Maybe it was a mistake meeting you,
waiting for an elevator in a busy hotel,
listening to you joke about the tattoo choker around my neck,
or running up the stairs and promising another conversation for later.
Maybe it would have been better if I hadn't noticed you in that crowded room,
sitting against the wall with a smirk on your lips as silence filled our ears,
Turning around at your voice calling my name from across the room,
as you mentioned us meeting prior to that night.
Maybe if I had been smart I would have ran away from you,
instead of moving my hips against your own asking for trouble,
sneaking off of the dancefloor and running off to your hotel room,
licking the other flesh, and biting the others lip.
Maybe I shouldn't have saved your number,
or searched through your flirtation for something more,
ground my hips against yours in a crowded hotel room with unfamiliar friends,
or let you leave without a kiss goodbye.
Maybe I shouldn't have made it so easy for you to crawl inside of my head,
like you did my body the night I spent wrapped around your arms,
with the windows open as we heard the exhale of a familiar face,
as I burried my face in the crook of your neck.

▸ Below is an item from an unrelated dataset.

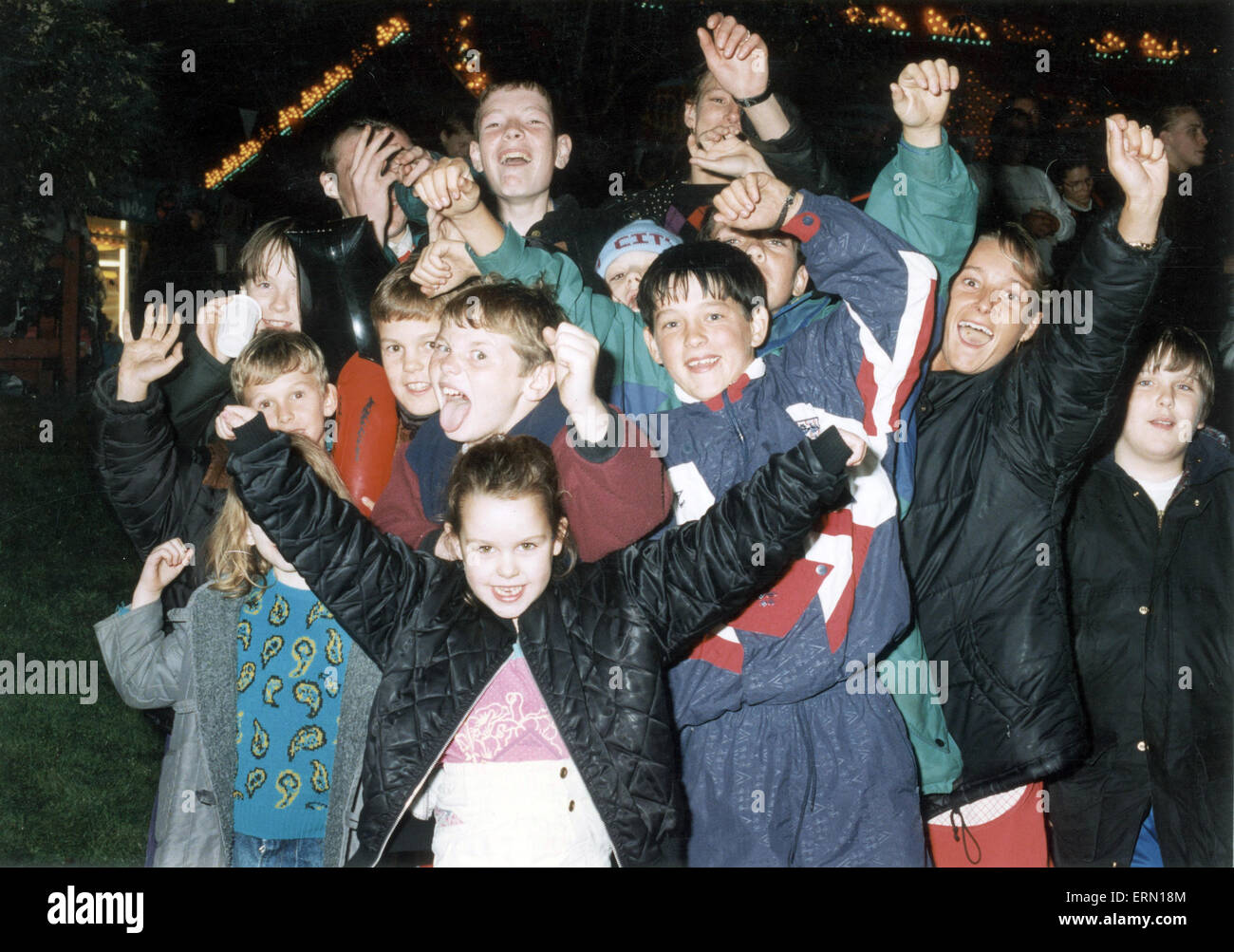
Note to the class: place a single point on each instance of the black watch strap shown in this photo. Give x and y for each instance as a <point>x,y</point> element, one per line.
<point>754,100</point>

Maybe I shouldn't have fallen in love with you so fast,
or said yes when you finally got the nerve to ask,
for my heart and soul,
with no way to see you, or how.
Maybe loving you is the reason I cry,
maybe your distance is actually my antidote,
maybe I should ruin us, end it now,
but we are so fragile, a touch could make us break,
Maybe easy wasn't meant for us,
and maybe that's okay,
because we'll work on it,
and we won't let our love become thoughtless.
Maybe just maybe.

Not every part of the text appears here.